La chica del supermercado: Con ella vale hacer algunas distinciones. Para empezar, el rango de edad puede ser amplio. Muy amplio. Pueden estar solas, pero generalmente hacen las compras con el novio. Pueden ser de las que van como si fueran a una fiesta o estar, literalmente, en pijama. ¿Lo que las une a todas? Ese inevitable y siniestro cruce de miradas cuando te las encuentras en la caja registradora.

La chica que camina por la vereda: TODO está en cómo camina y cómo se mueve su pelo.

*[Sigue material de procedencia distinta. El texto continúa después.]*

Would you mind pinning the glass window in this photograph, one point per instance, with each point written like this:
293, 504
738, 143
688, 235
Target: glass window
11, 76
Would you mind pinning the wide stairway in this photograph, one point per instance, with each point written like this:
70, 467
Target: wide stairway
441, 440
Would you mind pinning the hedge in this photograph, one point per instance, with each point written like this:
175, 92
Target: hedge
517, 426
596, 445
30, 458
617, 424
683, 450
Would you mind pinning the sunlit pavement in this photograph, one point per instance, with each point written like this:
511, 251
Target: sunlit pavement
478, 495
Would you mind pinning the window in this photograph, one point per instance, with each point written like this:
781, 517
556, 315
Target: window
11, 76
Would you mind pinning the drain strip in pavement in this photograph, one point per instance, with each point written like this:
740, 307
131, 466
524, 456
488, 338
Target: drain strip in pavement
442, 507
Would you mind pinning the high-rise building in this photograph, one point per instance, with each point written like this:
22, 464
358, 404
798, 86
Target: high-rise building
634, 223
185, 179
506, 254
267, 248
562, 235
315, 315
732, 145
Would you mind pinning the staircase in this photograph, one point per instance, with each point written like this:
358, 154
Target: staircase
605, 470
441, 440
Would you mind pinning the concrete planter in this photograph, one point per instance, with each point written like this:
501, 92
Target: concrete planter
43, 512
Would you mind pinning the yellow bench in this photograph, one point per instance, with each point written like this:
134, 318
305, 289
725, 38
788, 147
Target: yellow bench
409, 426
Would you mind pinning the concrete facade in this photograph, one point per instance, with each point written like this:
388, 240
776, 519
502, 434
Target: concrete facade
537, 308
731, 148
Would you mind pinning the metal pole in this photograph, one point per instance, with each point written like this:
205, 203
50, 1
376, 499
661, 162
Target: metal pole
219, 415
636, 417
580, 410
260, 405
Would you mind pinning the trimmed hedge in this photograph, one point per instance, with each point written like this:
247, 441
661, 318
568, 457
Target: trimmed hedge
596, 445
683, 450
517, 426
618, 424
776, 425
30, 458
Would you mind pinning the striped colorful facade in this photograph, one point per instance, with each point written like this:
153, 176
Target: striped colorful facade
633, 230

Son la principal causa de tortícolis de la ciudad. Más comentarios sobre ella, sobran.

La chica del taxi de al lado: Si vas manejando, aceleras, frenas y zigzagueas según la posición de su taxi. Si vas de pasajero, tratas de controlar telepáticamente al taxista, el chofer, tu viejo, o quien sea que vaya manejando. Son fugaces, pero casi siempre cómplices cuando el contacto visual se concreta.

La chica linda: No. Ella no es un cuero, ni un lomo. No tiene LOS mangos, ni EL trasero. No va arreglada, ni parece promotora de Marlboro. Pero la única expresión que te brota al verla es “Me caso”.

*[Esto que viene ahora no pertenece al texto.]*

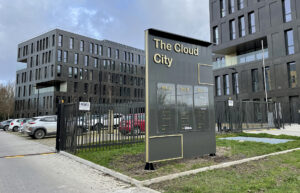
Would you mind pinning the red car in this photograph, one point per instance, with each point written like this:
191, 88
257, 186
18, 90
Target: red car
133, 124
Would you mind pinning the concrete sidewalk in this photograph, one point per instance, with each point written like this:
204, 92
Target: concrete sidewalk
292, 130
47, 173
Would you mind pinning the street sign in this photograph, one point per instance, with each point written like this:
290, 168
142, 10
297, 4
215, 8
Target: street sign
179, 97
84, 106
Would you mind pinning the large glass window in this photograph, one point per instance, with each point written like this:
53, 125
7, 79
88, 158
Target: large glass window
251, 18
226, 84
60, 40
76, 58
86, 60
59, 57
254, 75
268, 78
215, 35
232, 29
235, 83
287, 13
289, 42
81, 45
222, 8
65, 56
242, 31
71, 43
292, 75
231, 6
240, 4
218, 85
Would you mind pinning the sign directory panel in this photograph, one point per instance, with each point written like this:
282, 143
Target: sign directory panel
179, 97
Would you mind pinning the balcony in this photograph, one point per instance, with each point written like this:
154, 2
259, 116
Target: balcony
233, 60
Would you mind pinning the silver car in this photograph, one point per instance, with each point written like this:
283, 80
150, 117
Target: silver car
39, 127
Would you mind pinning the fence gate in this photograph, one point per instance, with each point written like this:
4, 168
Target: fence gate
105, 125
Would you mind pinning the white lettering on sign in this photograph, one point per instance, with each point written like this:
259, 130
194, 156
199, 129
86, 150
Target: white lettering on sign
84, 106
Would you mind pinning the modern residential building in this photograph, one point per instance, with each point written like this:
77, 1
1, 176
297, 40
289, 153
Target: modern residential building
238, 28
63, 65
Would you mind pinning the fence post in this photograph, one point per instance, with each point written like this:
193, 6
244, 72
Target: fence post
59, 126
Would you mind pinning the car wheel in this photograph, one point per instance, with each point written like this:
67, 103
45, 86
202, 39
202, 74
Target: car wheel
39, 134
15, 129
136, 131
5, 128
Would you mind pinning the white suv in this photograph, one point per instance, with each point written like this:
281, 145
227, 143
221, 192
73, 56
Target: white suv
39, 127
15, 124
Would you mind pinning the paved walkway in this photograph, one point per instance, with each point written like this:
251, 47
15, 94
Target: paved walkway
293, 130
48, 173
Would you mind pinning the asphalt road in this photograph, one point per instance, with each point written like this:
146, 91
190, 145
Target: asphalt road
49, 172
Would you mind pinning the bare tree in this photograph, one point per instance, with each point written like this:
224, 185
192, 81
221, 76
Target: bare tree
7, 100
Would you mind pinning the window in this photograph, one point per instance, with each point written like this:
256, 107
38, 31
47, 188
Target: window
71, 43
254, 75
96, 49
80, 74
226, 84
75, 86
289, 42
65, 56
242, 31
58, 70
117, 54
218, 85
292, 75
235, 83
70, 72
109, 52
216, 35
76, 58
75, 73
231, 6
240, 4
287, 13
59, 55
91, 48
100, 50
232, 29
268, 78
86, 60
222, 8
60, 40
251, 18
81, 45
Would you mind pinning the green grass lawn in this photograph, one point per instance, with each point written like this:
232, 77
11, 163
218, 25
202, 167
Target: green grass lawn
273, 174
129, 160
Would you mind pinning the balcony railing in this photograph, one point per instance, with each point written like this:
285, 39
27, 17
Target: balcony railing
240, 59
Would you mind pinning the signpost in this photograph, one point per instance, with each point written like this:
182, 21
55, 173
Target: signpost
179, 97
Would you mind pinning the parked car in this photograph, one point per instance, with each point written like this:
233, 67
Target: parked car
5, 124
133, 124
24, 123
39, 127
15, 124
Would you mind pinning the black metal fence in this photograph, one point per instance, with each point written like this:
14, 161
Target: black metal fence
244, 115
105, 125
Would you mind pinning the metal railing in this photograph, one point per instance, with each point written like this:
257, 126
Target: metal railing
105, 125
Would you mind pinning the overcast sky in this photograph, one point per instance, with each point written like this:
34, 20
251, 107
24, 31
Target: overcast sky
122, 21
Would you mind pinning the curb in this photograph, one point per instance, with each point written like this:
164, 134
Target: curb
222, 165
108, 171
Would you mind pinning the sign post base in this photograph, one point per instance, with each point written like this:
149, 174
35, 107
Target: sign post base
149, 166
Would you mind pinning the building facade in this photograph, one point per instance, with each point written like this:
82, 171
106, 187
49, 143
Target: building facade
62, 65
246, 31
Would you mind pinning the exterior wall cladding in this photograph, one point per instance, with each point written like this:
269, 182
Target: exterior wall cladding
64, 65
237, 28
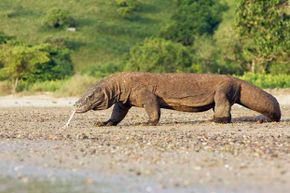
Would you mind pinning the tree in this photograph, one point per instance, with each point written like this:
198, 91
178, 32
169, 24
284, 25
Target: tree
264, 29
159, 55
194, 18
20, 60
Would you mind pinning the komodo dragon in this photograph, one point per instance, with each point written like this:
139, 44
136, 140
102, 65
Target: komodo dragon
178, 91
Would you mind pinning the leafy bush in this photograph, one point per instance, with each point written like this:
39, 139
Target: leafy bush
76, 85
59, 65
59, 42
159, 55
4, 38
5, 88
58, 18
267, 80
99, 71
264, 28
127, 8
18, 61
193, 18
29, 64
46, 86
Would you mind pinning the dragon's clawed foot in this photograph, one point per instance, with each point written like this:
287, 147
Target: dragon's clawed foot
105, 123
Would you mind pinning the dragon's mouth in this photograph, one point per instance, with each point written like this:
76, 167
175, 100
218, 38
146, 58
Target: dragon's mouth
86, 108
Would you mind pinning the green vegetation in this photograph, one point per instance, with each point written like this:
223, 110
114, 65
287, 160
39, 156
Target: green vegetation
42, 44
58, 18
159, 55
268, 80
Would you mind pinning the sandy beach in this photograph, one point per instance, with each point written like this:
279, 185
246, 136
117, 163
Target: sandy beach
186, 152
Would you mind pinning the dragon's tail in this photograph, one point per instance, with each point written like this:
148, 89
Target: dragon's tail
258, 100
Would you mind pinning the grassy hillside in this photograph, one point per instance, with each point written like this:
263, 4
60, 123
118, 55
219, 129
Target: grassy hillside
101, 36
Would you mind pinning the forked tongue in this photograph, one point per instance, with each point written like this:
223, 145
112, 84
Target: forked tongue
70, 118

La rubia: Hasta hace poco tiempo no me gustaban las rubias. Hoy… digamos que soy un poco más tolerante. Más aún si vienen acompañadas de pelo lacio largo, buena talla, shortcitos, piernas largas, politos de tiras y lentes de sol.

La colegiala: Se moviliza en grupos de entre 3 y 8 individuos y es normal verlas (o escuchar sus gritos) en lo diversos medios de transporte público. Su vestimenta constituye un complemento fundamental. Son frecuentes generadoras del pensamiento “¿Cómo puede ESO estar todavía en el colegio?”.

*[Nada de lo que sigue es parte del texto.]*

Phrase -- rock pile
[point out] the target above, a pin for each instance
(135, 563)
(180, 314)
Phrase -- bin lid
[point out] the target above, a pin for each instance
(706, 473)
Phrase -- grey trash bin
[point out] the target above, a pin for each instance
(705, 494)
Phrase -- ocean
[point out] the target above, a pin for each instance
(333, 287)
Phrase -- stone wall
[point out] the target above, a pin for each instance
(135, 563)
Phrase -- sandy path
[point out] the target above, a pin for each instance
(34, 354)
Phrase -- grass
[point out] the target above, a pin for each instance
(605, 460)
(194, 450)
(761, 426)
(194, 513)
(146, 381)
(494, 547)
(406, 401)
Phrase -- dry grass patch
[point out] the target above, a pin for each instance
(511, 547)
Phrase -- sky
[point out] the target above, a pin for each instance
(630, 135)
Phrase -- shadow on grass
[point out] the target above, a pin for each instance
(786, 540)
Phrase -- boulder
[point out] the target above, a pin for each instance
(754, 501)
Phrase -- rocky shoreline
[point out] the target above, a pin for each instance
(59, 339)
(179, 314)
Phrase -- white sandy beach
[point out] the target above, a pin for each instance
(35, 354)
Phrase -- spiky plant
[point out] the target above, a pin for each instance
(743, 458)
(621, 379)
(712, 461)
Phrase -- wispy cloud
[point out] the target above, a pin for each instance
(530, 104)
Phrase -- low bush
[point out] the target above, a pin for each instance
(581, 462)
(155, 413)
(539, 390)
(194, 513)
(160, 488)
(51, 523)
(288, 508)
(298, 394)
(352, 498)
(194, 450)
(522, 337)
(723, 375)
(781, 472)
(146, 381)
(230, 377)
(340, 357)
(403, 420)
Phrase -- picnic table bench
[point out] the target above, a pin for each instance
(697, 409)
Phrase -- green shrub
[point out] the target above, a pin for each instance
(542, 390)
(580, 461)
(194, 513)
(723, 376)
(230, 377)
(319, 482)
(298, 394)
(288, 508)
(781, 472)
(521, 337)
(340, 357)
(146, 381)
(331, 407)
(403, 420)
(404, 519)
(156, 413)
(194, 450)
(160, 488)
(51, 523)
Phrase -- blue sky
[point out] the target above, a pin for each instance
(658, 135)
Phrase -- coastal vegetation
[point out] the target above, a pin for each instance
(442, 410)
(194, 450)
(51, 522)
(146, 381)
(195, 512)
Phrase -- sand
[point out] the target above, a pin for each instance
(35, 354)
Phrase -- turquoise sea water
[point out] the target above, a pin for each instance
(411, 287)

La conductora de cochecito de bebé: Mujeres, madres de familia, entre los 25 y 33 años de edad, pertenecientes a los niveles socioeconómicos A, A- y B+, con hijo(s) entre los 0 y 2 años de edad, generalmente rubias, clientes de gimnasios y amas de casa. Una tentación.

La incierta: Especie en proliferación desde hace unos años. Son todas aquellas que, con sus microprendas, resultan completamente inevitables al ojo y que casi de inmediato despiertan la pregunta “¿Pero… cuántos años tiene?”. Por lo general, el número de la respuesta es mucho más bajo de lo supuesto y el riesgo de prisión mucho más alto de lo que se podría sospechar.